Observability via hooks¶
Use the MODEL_FALLBACK_TRIGGERED hook event to log or alert when a fallback occurs:
from pydantic_deep import create_deep_agent
from pydantic_deep.capabilities.hooks import Hook, HookEvent, HookInput, HookResult
async def on_fallback(inp: HookInput) -> HookResult:
primary = inp.tool_input["primary"]
fallback = inp.tool_input["fallback"]
print(f"Model fallback: {primary} → {fallback} (error: {inp.tool_error})")
return HookResult()
agent = create_deep_agent(
model="anthropic:claude-sonnet-4-6",
fallback_model="anthropic:claude-haiku-4-5-20251001",
hooks=[Hook(event=HookEvent.MODEL_FALLBACK_TRIGGERED, handler=on_fallback)],
)
The HookInput payload for this event:
| Field | Value |
|---|---|
tool_input["primary"] |
Name of the primary model |
tool_input["fallback"] |
Name of the first fallback in the chain (see limitation below) |
tool_error |
The stringified error message (str(exc)) — not the exception object itself |
Limitations and caveats¶
The fallback field in the hook payload is static.
For a chain [A, B, C], the hook reports fallback=A regardless of which hop is currently in flight (A→B, B→C, etc.). It identifies the chain, not the specific hop. If you need per-hop telemetry, inspect tool_error and your provider's own observability instead.

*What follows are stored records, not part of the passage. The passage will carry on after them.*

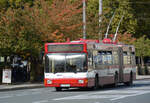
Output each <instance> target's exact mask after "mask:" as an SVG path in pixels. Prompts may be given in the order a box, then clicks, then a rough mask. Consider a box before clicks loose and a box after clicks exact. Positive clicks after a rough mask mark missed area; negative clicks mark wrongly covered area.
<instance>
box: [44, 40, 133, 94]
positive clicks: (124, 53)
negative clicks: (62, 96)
mask: <svg viewBox="0 0 150 103" xmlns="http://www.w3.org/2000/svg"><path fill="white" fill-rule="evenodd" d="M44 76H45V77H44V84H45V86H46V87H55V88H56V91H61V90H62V89H63V88H72V87H79V88H95V89H97V88H98V87H99V86H104V85H107V84H113V85H114V86H117V84H118V83H124V84H126V85H131V84H132V83H133V80H134V79H135V76H136V65H135V49H134V46H132V45H124V44H119V43H113V42H111V41H110V40H109V39H104V40H103V42H99V41H98V40H85V39H80V40H77V41H70V42H65V43H46V44H45V72H44Z"/></svg>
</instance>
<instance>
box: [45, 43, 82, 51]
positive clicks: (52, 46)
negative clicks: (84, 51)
mask: <svg viewBox="0 0 150 103" xmlns="http://www.w3.org/2000/svg"><path fill="white" fill-rule="evenodd" d="M69 51H71V52H72V51H83V44H57V45H48V52H69Z"/></svg>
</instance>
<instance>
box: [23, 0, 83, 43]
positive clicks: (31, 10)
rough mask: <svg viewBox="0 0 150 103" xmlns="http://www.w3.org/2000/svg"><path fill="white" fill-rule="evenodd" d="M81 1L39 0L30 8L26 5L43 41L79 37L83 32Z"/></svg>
mask: <svg viewBox="0 0 150 103" xmlns="http://www.w3.org/2000/svg"><path fill="white" fill-rule="evenodd" d="M80 6H81V2H79V1H77V2H74V3H70V2H69V1H68V0H62V1H60V0H53V2H52V4H49V2H48V1H44V0H39V1H36V2H35V3H34V6H33V7H32V8H30V7H29V6H26V7H25V10H26V11H30V12H31V13H30V14H29V16H28V17H27V18H28V19H29V20H30V21H31V22H33V24H35V27H36V28H37V30H38V33H39V34H40V35H41V37H42V38H43V39H42V40H43V42H56V41H57V42H58V41H59V42H60V41H65V40H66V39H67V38H70V39H77V38H78V37H80V33H81V26H82V23H81V22H80V20H81V12H82V9H81V8H80Z"/></svg>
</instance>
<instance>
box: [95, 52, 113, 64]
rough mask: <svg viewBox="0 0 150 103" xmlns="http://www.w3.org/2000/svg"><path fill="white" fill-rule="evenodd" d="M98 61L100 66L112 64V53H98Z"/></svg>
mask: <svg viewBox="0 0 150 103" xmlns="http://www.w3.org/2000/svg"><path fill="white" fill-rule="evenodd" d="M98 54H99V61H98V63H99V64H101V65H105V64H112V52H111V51H99V53H98Z"/></svg>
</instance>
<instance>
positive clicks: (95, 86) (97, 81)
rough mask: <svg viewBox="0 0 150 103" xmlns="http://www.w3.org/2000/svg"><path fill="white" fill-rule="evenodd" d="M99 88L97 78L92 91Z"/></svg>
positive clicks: (95, 79)
mask: <svg viewBox="0 0 150 103" xmlns="http://www.w3.org/2000/svg"><path fill="white" fill-rule="evenodd" d="M98 88H99V80H98V76H96V77H95V86H94V89H95V90H96V89H98Z"/></svg>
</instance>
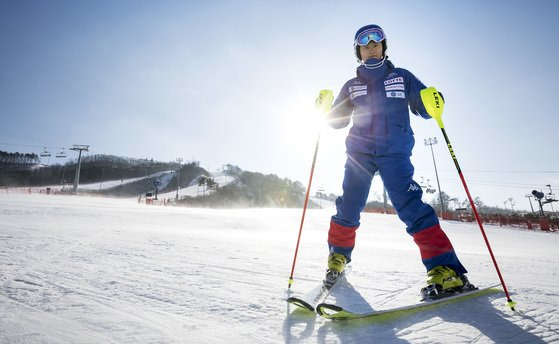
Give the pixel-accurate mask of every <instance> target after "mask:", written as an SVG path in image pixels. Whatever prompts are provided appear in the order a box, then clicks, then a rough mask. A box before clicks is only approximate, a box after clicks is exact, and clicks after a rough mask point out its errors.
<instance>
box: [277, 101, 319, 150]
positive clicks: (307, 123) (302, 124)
mask: <svg viewBox="0 0 559 344" xmlns="http://www.w3.org/2000/svg"><path fill="white" fill-rule="evenodd" d="M325 123H326V122H325V120H324V114H322V113H320V112H319V111H317V110H316V109H315V108H314V104H312V103H310V104H301V103H299V104H293V106H291V107H290V108H289V109H287V110H286V122H285V124H286V128H284V131H285V132H286V135H285V140H286V144H287V145H289V146H291V147H298V148H300V149H304V148H306V147H311V146H312V145H314V144H315V142H316V139H317V136H318V134H319V133H320V132H321V131H322V130H323V129H324V126H325Z"/></svg>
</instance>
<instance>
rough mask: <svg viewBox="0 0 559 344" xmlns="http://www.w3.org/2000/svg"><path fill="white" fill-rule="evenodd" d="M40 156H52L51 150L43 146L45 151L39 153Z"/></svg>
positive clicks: (49, 156)
mask: <svg viewBox="0 0 559 344" xmlns="http://www.w3.org/2000/svg"><path fill="white" fill-rule="evenodd" d="M39 156H41V157H44V158H46V157H50V152H48V151H47V147H44V148H43V151H42V152H41V153H40V154H39Z"/></svg>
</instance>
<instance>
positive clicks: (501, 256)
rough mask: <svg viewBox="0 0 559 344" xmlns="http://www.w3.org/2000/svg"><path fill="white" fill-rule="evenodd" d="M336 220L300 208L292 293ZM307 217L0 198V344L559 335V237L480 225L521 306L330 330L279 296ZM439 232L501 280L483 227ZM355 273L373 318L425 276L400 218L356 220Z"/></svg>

Costs accumulate across the chain.
Each model in the chain bills separately. The CostTracking capability sums tokens and USD per-run across all models, and cost_budget_usd is enforced against the cumulative total — fallbacks do not get a separate budget.

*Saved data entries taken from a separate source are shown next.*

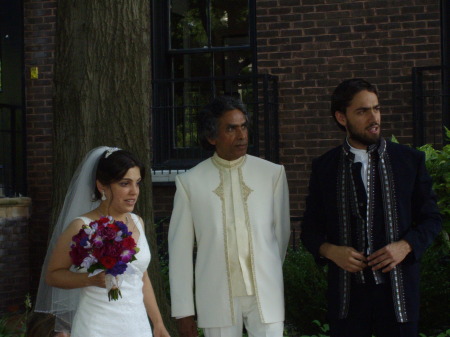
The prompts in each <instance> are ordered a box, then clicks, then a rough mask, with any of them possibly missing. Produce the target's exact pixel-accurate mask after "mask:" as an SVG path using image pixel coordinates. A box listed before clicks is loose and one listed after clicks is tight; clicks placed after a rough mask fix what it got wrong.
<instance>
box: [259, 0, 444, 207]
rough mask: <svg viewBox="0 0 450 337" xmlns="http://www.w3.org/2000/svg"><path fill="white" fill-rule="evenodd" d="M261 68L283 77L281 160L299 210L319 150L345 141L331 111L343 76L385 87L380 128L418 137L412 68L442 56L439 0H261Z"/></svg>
mask: <svg viewBox="0 0 450 337" xmlns="http://www.w3.org/2000/svg"><path fill="white" fill-rule="evenodd" d="M257 36H258V70H259V72H261V73H269V74H273V75H277V76H278V77H279V101H280V116H279V118H280V160H281V162H282V163H283V164H284V165H285V166H286V169H287V175H288V180H289V187H290V193H291V209H292V214H293V215H301V213H302V209H303V207H304V196H305V194H306V191H307V184H308V179H309V170H310V164H311V161H312V159H313V158H314V157H316V156H318V155H320V154H322V153H324V152H325V151H326V150H328V149H330V148H331V147H333V146H334V145H336V144H338V143H340V142H341V140H342V139H343V137H344V133H342V132H340V131H339V130H338V128H337V127H336V125H335V124H334V122H333V120H332V118H331V116H330V113H329V100H330V96H331V93H332V90H333V89H334V88H335V87H336V85H337V84H339V82H340V81H341V80H344V79H346V78H350V77H363V78H365V79H367V80H369V81H370V82H372V83H374V84H376V85H377V86H378V89H379V91H380V103H381V106H382V128H383V133H384V135H385V136H390V135H392V134H394V135H395V136H396V137H397V138H398V139H399V141H400V142H401V143H411V142H412V104H411V68H412V67H415V66H430V65H439V64H440V26H439V1H438V0H429V1H428V0H408V1H402V0H396V1H384V0H383V1H382V0H379V1H377V0H365V1H336V0H268V1H257Z"/></svg>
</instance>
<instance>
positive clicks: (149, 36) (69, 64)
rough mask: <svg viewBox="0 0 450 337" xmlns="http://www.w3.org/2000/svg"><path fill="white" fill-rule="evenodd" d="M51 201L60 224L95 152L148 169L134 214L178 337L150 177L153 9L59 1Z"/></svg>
mask: <svg viewBox="0 0 450 337" xmlns="http://www.w3.org/2000/svg"><path fill="white" fill-rule="evenodd" d="M57 16H58V19H57V25H58V26H57V37H56V41H57V42H56V64H55V92H56V97H55V112H54V167H53V168H54V194H53V213H52V219H53V220H54V219H56V218H57V214H58V213H59V211H60V209H61V207H62V203H63V200H64V196H65V193H66V189H67V186H68V184H69V182H70V179H71V177H72V174H73V173H74V171H75V169H76V167H77V166H78V164H79V163H80V161H81V160H82V158H83V157H84V155H85V154H86V153H87V152H88V151H89V150H90V149H92V148H94V147H97V146H101V145H106V146H117V147H120V148H123V149H126V150H129V151H131V152H133V153H135V154H136V155H137V157H138V158H140V159H141V160H142V162H143V163H145V165H146V167H147V172H148V174H147V176H146V178H145V181H144V185H143V186H142V188H141V193H140V196H139V203H138V205H137V209H136V213H138V214H139V215H140V216H142V218H143V219H144V222H145V224H146V235H147V239H148V241H149V244H150V247H151V253H152V256H153V259H152V263H151V264H150V267H149V275H150V279H151V280H152V283H153V287H154V289H155V293H156V297H157V300H158V304H159V308H160V310H161V313H162V315H163V318H164V322H165V324H166V326H167V327H168V329H169V332H170V333H171V335H172V336H175V335H176V332H175V331H174V328H173V322H172V321H171V320H170V312H169V305H168V301H167V298H166V295H165V291H164V285H163V281H162V277H161V273H160V265H159V260H158V251H157V246H156V239H155V230H154V226H153V208H152V207H153V205H152V183H151V174H150V125H149V121H150V93H151V85H150V50H151V49H150V1H148V0H121V1H117V0H95V1H89V0H84V1H81V0H60V1H58V13H57Z"/></svg>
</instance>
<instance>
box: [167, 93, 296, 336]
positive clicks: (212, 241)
mask: <svg viewBox="0 0 450 337" xmlns="http://www.w3.org/2000/svg"><path fill="white" fill-rule="evenodd" d="M199 120H200V121H199V136H200V140H201V142H202V145H203V146H204V147H205V148H206V149H210V150H215V153H214V155H213V156H212V157H211V158H209V159H207V160H205V161H203V162H201V163H200V164H198V165H197V166H196V167H194V168H193V169H191V170H190V171H188V172H186V173H185V174H181V175H178V176H177V177H176V187H177V191H176V194H175V201H174V209H173V212H172V218H171V221H170V227H169V264H170V265H169V267H170V268H169V275H170V292H171V299H172V316H174V317H176V318H177V319H178V328H179V331H180V335H181V336H183V337H184V336H187V337H192V336H197V326H196V324H195V321H194V315H195V312H197V319H198V326H199V327H202V328H204V332H205V336H207V337H215V336H222V337H224V336H228V337H237V336H242V330H243V324H245V327H246V329H247V332H248V334H249V336H253V337H261V336H269V337H281V336H283V321H284V298H283V275H282V264H283V260H284V257H285V254H286V249H287V245H288V242H289V235H290V217H289V194H288V187H287V181H286V175H285V171H284V168H283V166H281V165H276V164H273V163H270V162H268V161H266V160H262V159H260V158H257V157H253V156H250V155H247V154H246V153H247V146H248V129H247V127H248V121H247V114H246V112H245V107H244V105H243V104H242V102H240V101H238V100H236V99H234V98H231V97H218V98H216V99H214V100H213V101H212V102H211V103H210V104H209V105H207V106H206V107H205V108H204V109H203V110H202V111H201V113H200V119H199ZM194 241H196V243H197V255H196V261H195V304H194V278H193V274H194V266H193V256H192V253H193V248H194Z"/></svg>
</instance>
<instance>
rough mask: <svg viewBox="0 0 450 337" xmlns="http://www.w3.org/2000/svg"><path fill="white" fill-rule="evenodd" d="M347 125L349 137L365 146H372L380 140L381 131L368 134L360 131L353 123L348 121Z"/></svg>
mask: <svg viewBox="0 0 450 337" xmlns="http://www.w3.org/2000/svg"><path fill="white" fill-rule="evenodd" d="M346 127H347V131H348V133H349V139H352V140H354V141H356V142H358V143H360V144H363V145H365V146H370V145H372V144H375V143H377V142H378V141H379V140H380V133H377V134H372V135H370V134H369V135H368V134H365V133H364V132H358V131H356V128H355V127H353V125H352V124H351V123H347V125H346Z"/></svg>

Auth error detection is substring-based.
The filter looks for 401, 403, unauthorized, forbidden (case-insensitive) in the exception message. A provider that surfaces auth failures with a different phrasing would currently fall through to the next model. If you observe this, open an issue with the exception message.
Fallback does not change the agent's model name.
agent.model reports the FallbackModel wrapper. To know which underlying model handled a particular response, consult provider-level telemetry or the MODEL_FALLBACK_TRIGGERED hook.